STM Tutorial
STM is not just an imaging tool—it's a versatile platform for probing the atomic and electronic structure of materials. By mastering topographic imaging, spectroscopy, and conductance mapping, we can uncover the hidden quantum behaviors that drive novel material properties.
1. Topographic Imaging (Constant Current Mode)
Objective: Map the surface structure of the material.
How it works:
The STM tip scans laterally across the surface while a feedback loop adjusts its vertical (z-axis) position to maintain a constant tunneling current.
As the tip height changes to accommodate bumps and valleys, these adjustments are recorded and translated into a detailed image of the surface.
Key Principle:
The tunneling current depends on both the tip-sample distance and the integrated density of states (DOS) between the Fermi level and the applied bias voltage.
For samples with uniform DOS, the recorded height profile closely reflects the real physical corrugation of the surface.
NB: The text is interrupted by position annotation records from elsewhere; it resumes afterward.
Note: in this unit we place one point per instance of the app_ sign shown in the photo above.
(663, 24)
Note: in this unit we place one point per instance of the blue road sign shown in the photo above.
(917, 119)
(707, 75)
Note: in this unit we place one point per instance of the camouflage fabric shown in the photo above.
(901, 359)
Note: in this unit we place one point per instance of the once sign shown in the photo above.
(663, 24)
What you can see: Atomic lattice patterns, step edges, vacancies, and other defects.


2. Differential Conductance Spectroscopy (dI/dV)
Objective: Measure the local electronic properties of the material.
How it works:
Position the STM tip at a fixed point on the surface.
Turn off the feedback loop (so the tip height remains constant).
Sweep the bias voltage while recording the tunneling current.
Apply a small bias modulation and use a lock-in amplifier to measure dI/dV, which is proportional to the local density of states (LDOS) at a given energy.
Key Principle:
The dI/dV curve shows how the LDOS varies with energy, revealing features like energy gaps, peaks (resonances), and localized states.
What you can learn: Electronic band gaps, superconducting gaps, impurity states, and many other material-specific properties.
3. Differential Conductance Mapping (dI/dV Maps)
Objective: Create spatial maps of the electronic structure at different energies.
How it works:
Record dI/dV spectra across a grid of points over a region of the surface.
Compile these into a "3D" data set: X and Y represent surface position, while the third axis is energy (bias voltage).
You can extract slices (dI/dV maps) at specific energies to view how electronic states are distributed across the surface.
Bonus Technique:
Perform a Fourier Transform (FT) on the dI/dV maps.
This translates the spatial patterns into frequency (momentum or q-space), revealing periodic modulations and scattering processes in the material.
What you can explore: Charge density waves, quasiparticle interference patterns, and hidden periodicities.